Kraj milczenia i marzenia, a tak piękny.
Tak pisał o Dolinie Strążyskiej Józef Ignacy Kraszewski. Obecnie nie zawsze tak jest (miejsce to odwiedzam w różnych porach roku przez około trzydzieści lat), ale tym razem dolina zachwyca mnie swoim śnieżnym pięknem i wszechobecną ciszą.
Najstarsze pisemne wzmianki o Dolinie Strążysk (taka forma jest historycznie poprawna) pochodzą z początku XVII wieku, a od 1669 r. funkcjonuje jej nazwa, która wywodzi się od słowa strąga, w gwarze podhalańskiej oznaczającego rodzaj zagrody przeznaczonej do dojenia owiec. [źródło].
Na Polanie Strążyskiej, na której kiedyś wypasano owce, czego pamiątką są stojące na niej szałasy pasterskie, znajduje się bufet turystyczny, gdzie można napić się herbaty i zjeść szarlotkę. Ciekawostką jest, położony w dolnej części polany, charakterystyczny wapienny głaz, przez XIX-wiecznych turystów nazwany Sfinksem.
W dolinie nie ma żywego ducha.

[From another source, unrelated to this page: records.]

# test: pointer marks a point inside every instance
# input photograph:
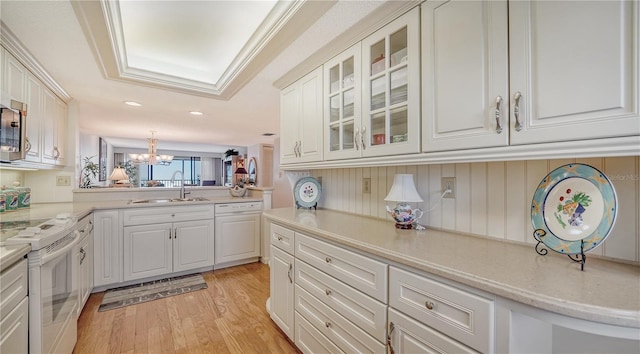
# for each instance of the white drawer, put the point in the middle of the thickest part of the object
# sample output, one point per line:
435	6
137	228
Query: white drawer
142	216
459	314
13	287
14	329
410	336
346	335
366	312
310	341
282	238
363	273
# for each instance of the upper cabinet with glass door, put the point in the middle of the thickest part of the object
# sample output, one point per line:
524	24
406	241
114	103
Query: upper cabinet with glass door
390	88
342	113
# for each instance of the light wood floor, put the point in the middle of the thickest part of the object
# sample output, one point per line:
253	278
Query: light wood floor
228	317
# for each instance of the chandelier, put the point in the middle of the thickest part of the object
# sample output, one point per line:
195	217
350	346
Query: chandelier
151	157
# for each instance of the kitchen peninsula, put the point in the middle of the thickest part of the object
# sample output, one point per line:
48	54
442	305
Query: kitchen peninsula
488	295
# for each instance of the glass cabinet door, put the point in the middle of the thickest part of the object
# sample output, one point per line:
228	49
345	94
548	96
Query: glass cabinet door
391	121
342	105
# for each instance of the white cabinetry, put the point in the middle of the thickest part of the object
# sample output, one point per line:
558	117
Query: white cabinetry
530	72
456	313
301	120
391	88
107	247
84	261
237	239
281	265
46	113
152	249
14	309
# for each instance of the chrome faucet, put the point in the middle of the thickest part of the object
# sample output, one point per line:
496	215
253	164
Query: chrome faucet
173	178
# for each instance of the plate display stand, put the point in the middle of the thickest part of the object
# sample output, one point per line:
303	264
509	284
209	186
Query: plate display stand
541	250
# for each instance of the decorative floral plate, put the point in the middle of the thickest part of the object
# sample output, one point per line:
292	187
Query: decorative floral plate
307	192
574	206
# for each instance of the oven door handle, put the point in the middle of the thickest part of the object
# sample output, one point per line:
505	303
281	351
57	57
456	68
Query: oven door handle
47	257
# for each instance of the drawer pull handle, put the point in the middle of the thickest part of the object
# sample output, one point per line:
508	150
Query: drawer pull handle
391	328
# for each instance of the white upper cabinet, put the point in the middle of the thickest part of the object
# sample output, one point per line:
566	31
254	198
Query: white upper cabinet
574	68
391	88
532	72
465	83
301	120
343	105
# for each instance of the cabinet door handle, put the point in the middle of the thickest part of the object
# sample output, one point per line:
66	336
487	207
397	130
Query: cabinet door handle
516	110
364	130
391	328
498	115
355	138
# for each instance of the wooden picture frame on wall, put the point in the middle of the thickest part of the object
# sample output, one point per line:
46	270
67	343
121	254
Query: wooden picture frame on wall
102	160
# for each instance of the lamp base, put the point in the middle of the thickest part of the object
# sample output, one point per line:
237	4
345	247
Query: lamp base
404	226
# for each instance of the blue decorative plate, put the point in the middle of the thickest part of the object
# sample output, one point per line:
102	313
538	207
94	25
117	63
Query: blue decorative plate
307	192
574	205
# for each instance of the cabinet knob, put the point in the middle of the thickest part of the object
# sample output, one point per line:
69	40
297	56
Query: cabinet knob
516	110
498	115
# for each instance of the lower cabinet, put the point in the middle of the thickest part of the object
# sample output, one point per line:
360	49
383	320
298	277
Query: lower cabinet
14	309
107	247
282	290
158	249
407	335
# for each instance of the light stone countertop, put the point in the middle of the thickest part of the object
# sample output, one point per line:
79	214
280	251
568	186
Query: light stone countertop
9	254
606	292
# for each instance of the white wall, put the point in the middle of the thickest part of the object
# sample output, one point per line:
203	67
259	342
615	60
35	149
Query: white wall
493	199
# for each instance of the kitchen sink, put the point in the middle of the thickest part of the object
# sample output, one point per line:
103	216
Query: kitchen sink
172	200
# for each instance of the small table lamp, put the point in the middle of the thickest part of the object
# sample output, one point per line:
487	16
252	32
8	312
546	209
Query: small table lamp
403	191
120	176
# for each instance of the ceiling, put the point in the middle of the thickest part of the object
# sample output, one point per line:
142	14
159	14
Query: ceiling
220	58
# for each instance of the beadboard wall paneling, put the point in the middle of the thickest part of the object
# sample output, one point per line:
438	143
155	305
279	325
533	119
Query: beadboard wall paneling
492	199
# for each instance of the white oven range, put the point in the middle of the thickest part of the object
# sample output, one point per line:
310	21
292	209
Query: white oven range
53	291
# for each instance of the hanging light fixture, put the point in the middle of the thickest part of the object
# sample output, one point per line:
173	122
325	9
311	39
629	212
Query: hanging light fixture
152	157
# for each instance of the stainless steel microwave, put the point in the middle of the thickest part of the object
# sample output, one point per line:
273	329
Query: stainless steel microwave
13	131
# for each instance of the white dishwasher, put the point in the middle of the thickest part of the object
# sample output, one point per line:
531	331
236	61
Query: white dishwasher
237	233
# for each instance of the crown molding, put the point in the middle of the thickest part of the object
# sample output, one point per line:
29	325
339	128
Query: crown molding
14	47
381	16
100	23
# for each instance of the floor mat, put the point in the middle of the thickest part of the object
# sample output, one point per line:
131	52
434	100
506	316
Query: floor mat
149	291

Nawet Dziady nad zachodnim zboczem doliny przykrył biały puch. Kominy Strążyskie czyli pięć ostrych dolomitowych turni (dawniej zwanych Chłopkami, Dziadami lub Płaczkami) wykorzystywane były na początku XX wieku do wspinaczki. Niestety, nie dla wszystkich wyprawy kończyły się szczęśliwie (przykładem jest Helena Dłuska, siostrzenica Marii Skłodowskiej-Curie, która przypłaciła to kalectwem).
Ja, na szczęście, nie mam zapędów wspinaczkowych. Droga przez dolinę, wykonana przez dwór zakopiański i Towarzystwo Tatrzańskie w latach 1893-1896, przykryta jest śniegiem sięgającym mi do kolan. Sama wędrówka po płaskiej dolinie nastręcza pewne problemy.
Mijam bez sfotografowania Skałę Edwarda Jelinka, w którą w 1897 roku, z inicjatywy Henryka Sienkiewicza, wmurowano tablicę pamiątkową.
Edward Jedlinek (1855 – 1897) był czeskim publicystą, propagującym przyjaźń między narodami polskim i czeskim. Wydał wiele prac na temat naszego kraju, zarówno indywidualnych jak i artykułów do prasy polskiej i czeskiej. [źródło]
Droga wcale mi się nie dłuży, wszelkie śniegowe formy, opatulające skały, świerki, głazy w potoku wywołują radość, zachwyt, ciepłe myśli.
Polana Młyniska, na której znajduje się przykryta śniegiem leśniczówka TPN, kończy mój spacer po bajkowej Dolinie Strążyskiej.
A w Zakopanem zasypane ulice i czapy śniegu na samochodach.
Ale za to przez okna Mikowego domku widać krasnali odśnieżających jej ulicę.
Z okazji zbliżającego się Nowego Roku życzę wszystkim Szanownym Czytelnikom białej, śnieżnej zimy, radosnej, zielonej wiosny, ciepłego, kolorowego lata i pięknej, złotej jesieni.
P.S. Miko, bardzo dziękuję za gościnę.